New Delhi: A new study has found that the age of father at the time of his children are born can influence the social development, behaviour including conduct and peer problems, hyperactivity and emotional quotient of the resulting offspring.
Analysing social behaviors of children from early childhood until adolescence, researchers at the Seaver Autism Center for Research and Treatment at Mount Sinai Hospital in New York City found that those born to very young and older fathers - below 25 and over 51 years of age, respectively - showed more prosocial behaviours in early development.
However, by the time they reached adolescence, they lagged behind their peers who had middle-aged fathers.
"Our study suggests that social skills are a key domain affected by paternal age," said Magdalena Janecka, doctoral candidate at the Icahn School of Medicine in New York City.

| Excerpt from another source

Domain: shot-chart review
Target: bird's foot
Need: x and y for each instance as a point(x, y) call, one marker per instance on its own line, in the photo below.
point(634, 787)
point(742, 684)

"What was interesting is that the development of those skills was altered in the children of both older as well as very young fathers," Janecka added.
"In extreme cases, these effects may contribute to clinical disorders. Our study, however, suggests that they could also be much more subtle," the study said.
These findings may offer insights into how paternal age influences children's risk of autism and schizophrenia, which was shown in earlier studies, the researchers said.
"Our results suggests that children born to very young or older fathers may find social situations more challenging, even if they do not meet the diagnostic criteria for autism," Janecka said.
Further, development of social skills was found to be influenced predominantly by genetic rather than environmental factors and that those genetic effects became even more important as the paternal age increased.
However, these effects were specific to the social domain and were not observed in relation to maternal age, the researchers stated.
The team analysed more than 15,000 twins, who were followed between the ages of 4 and 16 to assess the children's social skills in relation to their father's age at the time of conception.
The study has been published in the Journal of the American Academy of Child and Adolescent Psychiatry (JAACAP).